Hybrid Search: Combining Dense + Sparse
Hybrid search combines dense (semantic) and sparse (keyword) retrieval to get the best of both worlds.
This is the solution to the Order #1766 problem and the most effective retrieval strategy.
The Hybrid Pipeline
User Query: "Order #1766"
├──────────────────────┬──────────────────────┐
↓ ↓ ↓
[Embed Query] [Tokenize Query] [Extract Filters]
↓ ↓ ↓
[Dense Search] [BM25 Search] [Metadata Filter]
↓ ↓ ↓
Dense Results: Sparse Results: Filtered Results:
├─ Order #1766: 0.98 ├─ Order #1766: 10.2 └─ Only ID="1766"
├─ Order #1767: 0.96 ├─ Order #1767: 2.1
└─ Order #1765: 0.95 └─ Order #1765: 1.9
│ │ │
└──────────────────────┴──────────────────────┘
↓
[Combine & Rank]
↓
1. Order #1766: 0.98 + 10.2 = 11.18 ✅
2. Order #1767: 0.96 + 2.1 = 3.06
3. Order #1765: 0.95 + 1.9 = 2.85
Why Hybrid Works
| Problem | Dense Solution | Sparse Solution | Hybrid Solution |
|---|---|---|---|
| "Order #1766" → returns #1767? | ❌ Yes (similar) | ✅ No (exact match) | ✅ Perfect |
| "What's my order status?" → finds right docs? | ✅ Yes | ❌ No (no keyword) | ✅ Perfect |
| Combines both strengths | N/A | N/A | ✅ Yes |
Combining Scores: Three Approaches
Approach 1: Simple Addition
hybrid_score = dense_score + sparse_score
Normalized:
hybrid_score = (dense_score - min) / (max - min) + (sparse_score - min) / (max - min)
Pros: Simple, equal weighting
Cons: Scores have different ranges (need normalization)
def hybrid_simple(dense_scores, sparse_scores):
# Normalize to [0, 1]
dense_norm = (dense_scores - dense_scores.min()) / (dense_scores.max() - dense_scores.min())

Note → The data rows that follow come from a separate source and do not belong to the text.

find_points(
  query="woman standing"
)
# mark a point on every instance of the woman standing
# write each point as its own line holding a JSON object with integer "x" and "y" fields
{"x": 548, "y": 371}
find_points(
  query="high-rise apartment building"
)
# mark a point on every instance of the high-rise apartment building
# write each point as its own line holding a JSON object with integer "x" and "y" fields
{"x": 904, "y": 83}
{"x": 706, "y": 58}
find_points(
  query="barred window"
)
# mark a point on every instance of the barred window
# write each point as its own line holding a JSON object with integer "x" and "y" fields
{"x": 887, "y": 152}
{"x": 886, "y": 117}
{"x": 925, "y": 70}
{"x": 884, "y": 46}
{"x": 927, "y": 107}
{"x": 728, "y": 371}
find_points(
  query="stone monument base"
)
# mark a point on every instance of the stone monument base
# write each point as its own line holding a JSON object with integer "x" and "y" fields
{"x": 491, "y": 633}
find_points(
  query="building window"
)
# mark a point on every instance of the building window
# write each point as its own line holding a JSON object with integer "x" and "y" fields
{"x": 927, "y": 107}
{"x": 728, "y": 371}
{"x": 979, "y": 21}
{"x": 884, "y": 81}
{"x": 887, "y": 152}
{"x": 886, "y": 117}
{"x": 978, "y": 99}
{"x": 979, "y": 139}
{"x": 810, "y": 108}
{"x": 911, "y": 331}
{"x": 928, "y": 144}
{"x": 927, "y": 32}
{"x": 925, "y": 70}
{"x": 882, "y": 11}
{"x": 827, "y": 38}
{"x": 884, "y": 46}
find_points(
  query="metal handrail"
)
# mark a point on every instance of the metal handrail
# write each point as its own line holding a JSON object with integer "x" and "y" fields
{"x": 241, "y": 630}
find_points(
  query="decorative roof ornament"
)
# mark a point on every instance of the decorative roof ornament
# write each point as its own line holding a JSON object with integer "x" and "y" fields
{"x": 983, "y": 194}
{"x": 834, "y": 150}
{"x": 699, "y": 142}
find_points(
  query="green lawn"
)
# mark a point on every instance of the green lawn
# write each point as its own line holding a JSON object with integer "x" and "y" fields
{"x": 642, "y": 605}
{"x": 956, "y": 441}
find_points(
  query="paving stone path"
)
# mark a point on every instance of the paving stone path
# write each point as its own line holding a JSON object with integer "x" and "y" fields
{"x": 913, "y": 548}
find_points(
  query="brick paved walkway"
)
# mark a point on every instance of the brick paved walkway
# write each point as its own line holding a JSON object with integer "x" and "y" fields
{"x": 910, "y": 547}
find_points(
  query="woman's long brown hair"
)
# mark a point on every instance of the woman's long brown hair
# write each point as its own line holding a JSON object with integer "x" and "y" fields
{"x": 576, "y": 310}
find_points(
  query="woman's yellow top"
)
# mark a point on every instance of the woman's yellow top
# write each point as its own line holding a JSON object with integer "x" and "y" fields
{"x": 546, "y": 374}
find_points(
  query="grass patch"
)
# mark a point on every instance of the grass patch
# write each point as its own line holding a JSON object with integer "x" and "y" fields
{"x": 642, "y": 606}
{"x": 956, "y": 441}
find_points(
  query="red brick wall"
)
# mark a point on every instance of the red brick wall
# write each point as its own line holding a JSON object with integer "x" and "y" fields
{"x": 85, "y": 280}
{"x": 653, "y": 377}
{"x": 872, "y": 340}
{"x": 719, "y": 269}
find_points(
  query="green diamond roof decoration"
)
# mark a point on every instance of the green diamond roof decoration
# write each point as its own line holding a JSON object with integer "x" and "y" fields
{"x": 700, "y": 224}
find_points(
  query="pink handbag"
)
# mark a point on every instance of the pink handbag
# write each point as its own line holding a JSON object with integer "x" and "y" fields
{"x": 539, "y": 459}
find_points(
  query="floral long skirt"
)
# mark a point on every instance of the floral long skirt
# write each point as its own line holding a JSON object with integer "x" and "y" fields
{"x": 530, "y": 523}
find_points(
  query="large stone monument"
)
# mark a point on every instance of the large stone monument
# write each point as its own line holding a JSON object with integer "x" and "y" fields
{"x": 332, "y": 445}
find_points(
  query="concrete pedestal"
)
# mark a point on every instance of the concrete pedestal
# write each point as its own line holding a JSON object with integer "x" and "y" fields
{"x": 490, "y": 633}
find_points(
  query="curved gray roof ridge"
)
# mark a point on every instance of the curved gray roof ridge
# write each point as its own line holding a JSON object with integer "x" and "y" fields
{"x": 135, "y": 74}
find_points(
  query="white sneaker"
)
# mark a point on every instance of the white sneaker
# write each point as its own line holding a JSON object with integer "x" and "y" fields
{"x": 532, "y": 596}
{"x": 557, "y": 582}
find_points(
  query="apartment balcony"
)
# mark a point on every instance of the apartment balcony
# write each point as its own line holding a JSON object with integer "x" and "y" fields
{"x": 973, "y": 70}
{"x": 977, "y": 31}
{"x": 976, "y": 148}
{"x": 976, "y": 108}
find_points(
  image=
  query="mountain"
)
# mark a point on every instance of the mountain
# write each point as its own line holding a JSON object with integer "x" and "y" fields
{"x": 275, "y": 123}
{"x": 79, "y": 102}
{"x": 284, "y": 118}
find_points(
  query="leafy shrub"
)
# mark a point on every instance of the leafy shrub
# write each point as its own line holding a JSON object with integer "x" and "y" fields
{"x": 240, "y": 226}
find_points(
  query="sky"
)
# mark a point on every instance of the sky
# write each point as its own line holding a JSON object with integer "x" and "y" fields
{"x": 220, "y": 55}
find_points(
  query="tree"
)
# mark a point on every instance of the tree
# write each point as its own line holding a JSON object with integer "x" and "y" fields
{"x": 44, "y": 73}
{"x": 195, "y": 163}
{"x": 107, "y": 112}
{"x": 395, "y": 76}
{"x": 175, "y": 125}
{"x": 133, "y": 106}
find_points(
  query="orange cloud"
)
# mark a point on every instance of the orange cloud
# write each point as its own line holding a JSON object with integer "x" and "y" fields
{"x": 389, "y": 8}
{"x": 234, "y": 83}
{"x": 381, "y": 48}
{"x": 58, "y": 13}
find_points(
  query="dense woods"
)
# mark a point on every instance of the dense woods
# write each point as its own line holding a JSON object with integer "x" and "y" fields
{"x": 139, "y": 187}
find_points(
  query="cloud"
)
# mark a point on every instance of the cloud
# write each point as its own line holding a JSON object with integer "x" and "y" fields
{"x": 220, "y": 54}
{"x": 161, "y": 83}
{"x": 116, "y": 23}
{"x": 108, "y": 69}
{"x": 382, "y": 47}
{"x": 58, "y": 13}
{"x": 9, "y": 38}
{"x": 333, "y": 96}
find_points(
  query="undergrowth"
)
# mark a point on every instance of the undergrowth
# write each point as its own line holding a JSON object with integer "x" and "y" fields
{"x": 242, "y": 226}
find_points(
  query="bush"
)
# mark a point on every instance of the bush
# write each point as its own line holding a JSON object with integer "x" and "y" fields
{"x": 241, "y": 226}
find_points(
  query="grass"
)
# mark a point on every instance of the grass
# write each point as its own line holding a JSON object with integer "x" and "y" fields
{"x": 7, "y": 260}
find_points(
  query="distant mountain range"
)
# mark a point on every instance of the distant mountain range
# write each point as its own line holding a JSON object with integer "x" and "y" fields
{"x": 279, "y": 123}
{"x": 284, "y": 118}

sparse_norm = (sparse_scores - sparse_scores.min()) / (sparse_scores.max() - sparse_scores.min())
# Combine
hybrid = dense_norm + sparse_norm
return hybrid
# Example
dense = np.array([0.98, 0.96, 0.95])
sparse = np.array([10.2, 2.1, 1.9])
hybrid = hybrid_simple(dense, sparse)
# Result: [1.98, 1.08, 1.00]
Approach 2: Weighted Sum
hybrid_score = w_dense * dense_score + w_sparse * sparse_score
where w_dense + w_sparse = 1, typically 0.5 each
Pros: Tunable weights
Cons: Need to find right weights (experiment)
View weighted combination code
def hybrid_weighted(dense_scores, sparse_scores, w_dense=0.5, w_sparse=0.5):
# Normalize
dense_norm = (dense_scores - dense_scores.min()) / (dense_scores.max() - dense_scores.min())
sparse_norm = (sparse_scores - sparse_scores.min()) / (sparse_scores.max() - sparse_scores.min())
# Weighted combination
hybrid = w_dense * dense_norm + w_sparse * sparse_norm
return hybrid
# Try different weights
for w_dense in [0.3, 0.5, 0.7]:
w_sparse = 1 - w_dense
score = hybrid_weighted(dense, sparse, w_dense, w_sparse)
print(f"Weights ({w_dense}, {w_sparse}): {score}")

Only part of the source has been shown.